Argentina Closes Border to Foreigners, Tourists, and Citizens
Argentina is a mess. The country’s economy is in a free fall, Covid infections are on the rise, and the government has just spent $1,000,000 on wooden dildos. To make matters worse, the government’s response to the pandemic hasn’t been to get more vaccines, but instead to close the borders to tourists and even their own citizens. Their decision to solely work with Russia to deliver the Sputnik vaccine has caused delivery delays and people, including our own family members, missing their second doses due to supply shortages.
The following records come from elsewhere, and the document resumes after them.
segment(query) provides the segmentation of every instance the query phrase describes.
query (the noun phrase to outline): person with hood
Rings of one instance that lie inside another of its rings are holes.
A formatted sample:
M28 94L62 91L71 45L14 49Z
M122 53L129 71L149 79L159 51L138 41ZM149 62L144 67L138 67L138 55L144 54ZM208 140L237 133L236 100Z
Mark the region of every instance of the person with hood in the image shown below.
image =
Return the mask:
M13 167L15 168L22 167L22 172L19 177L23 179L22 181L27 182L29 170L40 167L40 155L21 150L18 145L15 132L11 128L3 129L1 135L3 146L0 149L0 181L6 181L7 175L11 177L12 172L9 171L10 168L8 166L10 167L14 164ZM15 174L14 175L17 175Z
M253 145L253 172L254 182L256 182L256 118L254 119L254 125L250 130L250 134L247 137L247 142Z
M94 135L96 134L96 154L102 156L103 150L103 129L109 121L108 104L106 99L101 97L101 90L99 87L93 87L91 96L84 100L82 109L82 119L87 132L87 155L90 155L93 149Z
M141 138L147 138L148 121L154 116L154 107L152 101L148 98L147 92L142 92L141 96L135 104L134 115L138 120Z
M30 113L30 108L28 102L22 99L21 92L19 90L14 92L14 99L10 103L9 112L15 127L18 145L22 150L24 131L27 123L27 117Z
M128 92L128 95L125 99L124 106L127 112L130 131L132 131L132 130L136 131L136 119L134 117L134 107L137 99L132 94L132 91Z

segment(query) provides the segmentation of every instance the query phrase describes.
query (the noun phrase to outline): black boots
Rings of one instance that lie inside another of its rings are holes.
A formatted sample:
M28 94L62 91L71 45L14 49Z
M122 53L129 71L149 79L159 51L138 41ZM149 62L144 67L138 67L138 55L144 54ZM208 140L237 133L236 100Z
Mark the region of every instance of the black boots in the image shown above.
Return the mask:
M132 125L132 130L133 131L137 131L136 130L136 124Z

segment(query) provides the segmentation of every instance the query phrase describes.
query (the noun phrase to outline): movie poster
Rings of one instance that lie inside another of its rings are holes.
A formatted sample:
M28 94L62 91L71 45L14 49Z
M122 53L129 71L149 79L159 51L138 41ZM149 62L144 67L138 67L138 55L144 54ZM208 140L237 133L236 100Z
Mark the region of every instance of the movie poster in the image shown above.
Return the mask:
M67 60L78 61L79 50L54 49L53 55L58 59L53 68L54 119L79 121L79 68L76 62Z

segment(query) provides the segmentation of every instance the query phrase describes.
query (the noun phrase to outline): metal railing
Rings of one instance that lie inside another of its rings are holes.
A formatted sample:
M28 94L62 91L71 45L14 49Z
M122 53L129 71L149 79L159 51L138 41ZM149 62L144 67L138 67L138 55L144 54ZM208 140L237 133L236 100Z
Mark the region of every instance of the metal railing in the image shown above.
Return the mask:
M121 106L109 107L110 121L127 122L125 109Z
If you were to try and book a flight right now to Argentina, you are likely to be able to make the booking, but unless you have an Argentina passport, you will not be allowed entry.
Closed to Tourism
Just a couple of months ago, I was lucky enough to be able to go to Argentina because my husband Ben is a citizen. Without that link, I would not have been able to enter the country. Upon arrival I was subject to a test, quarantine, and a 9,500 peso “fine” for the luxury of traveling while foreign.
In the first week of July, Argentina announced that they would be reducing the number of international arrivals to only 600 PER DAY. That’s 600 people, from the entire planet, to enter the country each day.
The reason? The immigration officials need to only handle 1 flight every two-four hours in order to properly socially distance and assure that they aren’t overwhelmed.
As a consequence of that 600 person per day limit, the entry of foreigners of ANY nation for any reason is strictly forbidden.
If you don’t have an Argentine passport, you can’t come to the country.
If you have family members there, too bad.
If you have a long distance relationship, too bad.
If you need to go for business, too bad.
The country, trying to squash the outbreak of the Delta variant, has decided that complete isolation is the best way to go, completely ignoring the fact that the virus is already rampant in Argentina. The call is coming from INSIDE the house…
Closed to Argentine Nationals
While not explicitly saying that Argentine citizens cannot return to the country, limiting the daily arrivals to only 600 a day is a death knell for free movement. Recently, the government announced a slight increase in the number of people each week, but still the flights are being reduced.
- Delta Airlines is flying 2 days a week
- United Airlines is flying 4 days a week
- American Airlines is flying 6 days a week from Miami
- Aerolineas Argentinas is flying every day to Miami
This last bullet point is interesting, as the flag carrier, owned for and paid for by the government of Argentina, is allowed to fly daily to Argentina and the USA while other airlines are denied that access.
Europe isn’t any better, as the airlines are shutting down services quickly as well
- Lufthansa is flying 3 days a week
- Air France is flying 3 days a week (cancelled all flights until September)
- KLM is flying 3-4 days a week (cancelled all flights until September)
- Iberia is flying 4 days a week
- British Airlines has cancelled all flights
- Turkish is flying 1 day a week.
This is NOT normal
Argentina is a country of over 45,000,000 people, and all of these airlines were flying daily to the country. Now, with many airlines cancelling their service until September and many airlines dropping down to every other day service, flights for Argentine citizens stuck outside of the country are dwindling.
Mandatory quarantines are being enforced in government run hotels with exorbitant prices, all which line the pockets of local government officials. For example, as part of the government hotel quarantine program, the cost for four meals a day for a child under 12 is $220. Now, I don’t know about you, but I’ve never seen any child need TWO HUNDRED DOLLARS in food a day.
This is being instituted mostly as a penalty for those Argentines that have let the country, admittedly most in order to search for a vaccine in the United States.
It’s estimated that over 40,000 Argentine citizens are stuck outside of their country, so much so that websites have popped up for those stranded outside of the country’s borders to be put up in other’s houses, couch surfing style.
What’s the solution?
Yesterday, just in time for the elections (how convenient), the government has announced that they will stop buying exclusively from Russia and have entered in to an agreement with Pfizer to buy 20 million doses, enough to innoculate about 20% of the adult population.
Consistent, fast, free, and available vaccine availability along with local education is the way to combat the problem at hand. Limiting the entry of foreigners leads the fragile Argentine economy down an even more slippery slope. Also, subjecting their own citizens to crippling costs upon their return also limits the number of citizens that can leave the country in order to save their lives and get the vaccine.
The money exchange in the country has blown out of control in the past couple of weeks. Currently the black market rate for buying the US dollar is 80% higher than the official rate, and it won’t be going down until the country returns back to some sense of common sense and normalcy.
Argentina’s border closure is dangerous, both to their economy, but also their isolation on the world stage. Other countries are moving forward with vaccination exemptions and testing upon arrival, but few countries have downright stopped tourists from entering the country.
While the United States has limited entry from the EU Schengen zone, there are still ways for foreign tourists to enter the country.
Upping access to the vaccines will be a step in the right direction and hopefully allow this once great country to open itself to the rest of the world again.